Validation: After delivering the explanation, re-read the modified SKILL.md in full and confirm: all selected improvements are present, no surrounding content was inadvertently altered, phases are still numbered with exit conditions, and all references point to files that exist.

Phase 4 is complete when all confirmed items are applied, the explanation is delivered, and the validation pass finds no integration failures.

按以下顺序应用已确认的改进项：新功能→准确性修复→UX改进→效率提升。

对于每个改进项：

说明要更改的内容及原因——引用效能原则，而非“你要求的”
进行编辑或创建文件
确认更改与周围内容能无缝集成

应用完成后，简要说明：

更改了什么及原因
添加了什么及原因
未包含什么及原因（工作量大于收益，或需要用户提供领域知识）
未选择的项——注明这些项仍可在后续应用

验证：提交说明后，重新完整阅读修改后的SKILL.md，确认：所有选定的改进项已应用，未意外修改周围内容，阶段编号和退出条件保持不变，所有引用指向的文件均存在。

当所有已确认的改进项应用完成、说明已提交且验证未发现集成故障后，阶段4完成。

Phase 5: Structural Lint

阶段5：结构检查

After applying effectiveness improvements, invoke the skill-lint agent for a structural quality pass:

Use Task tool with subagent_type=claude-skills:skill-lint:
"Lint the skill at <path-to-skill-directory>. Auto-apply critical and major fixes, report
minor findings for user decision."

Wait for the agent to complete.
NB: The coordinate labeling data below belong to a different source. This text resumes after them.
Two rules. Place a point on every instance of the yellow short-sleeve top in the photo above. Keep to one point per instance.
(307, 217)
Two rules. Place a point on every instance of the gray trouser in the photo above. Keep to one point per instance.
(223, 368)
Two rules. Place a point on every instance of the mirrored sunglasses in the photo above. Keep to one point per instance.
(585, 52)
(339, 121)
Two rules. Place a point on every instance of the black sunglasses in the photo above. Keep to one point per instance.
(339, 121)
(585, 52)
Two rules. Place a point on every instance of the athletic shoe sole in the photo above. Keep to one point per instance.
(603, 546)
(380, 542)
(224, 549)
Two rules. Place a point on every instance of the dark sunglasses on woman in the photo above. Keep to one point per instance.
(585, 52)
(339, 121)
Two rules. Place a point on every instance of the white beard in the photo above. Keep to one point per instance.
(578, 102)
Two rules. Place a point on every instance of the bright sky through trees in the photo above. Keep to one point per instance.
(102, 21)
If it auto-applied structural fixes, note them alongside the effectiveness changes from Phase 4. If it reports minor findings, present them to the user.

Phase 5 is complete when the lint agent returns and any user-selected minor fixes are applied.

应用效能改进后，调用skill-lint代理进行结构质量检查：

使用Task工具，设置subagent_type=claude-skills:skill-lint:
"检查<skill目录路径>下的skill。自动应用关键和主要修复，将次要发现报告给用户供其决策。"

等待代理完成。如果它自动应用了结构修复，将这些修复与阶段4的效能改进一起记录。如果它报告了次要发现，将这些发现呈现给用户。

当lint代理返回且用户选定的次要修复已应用后，阶段5完成。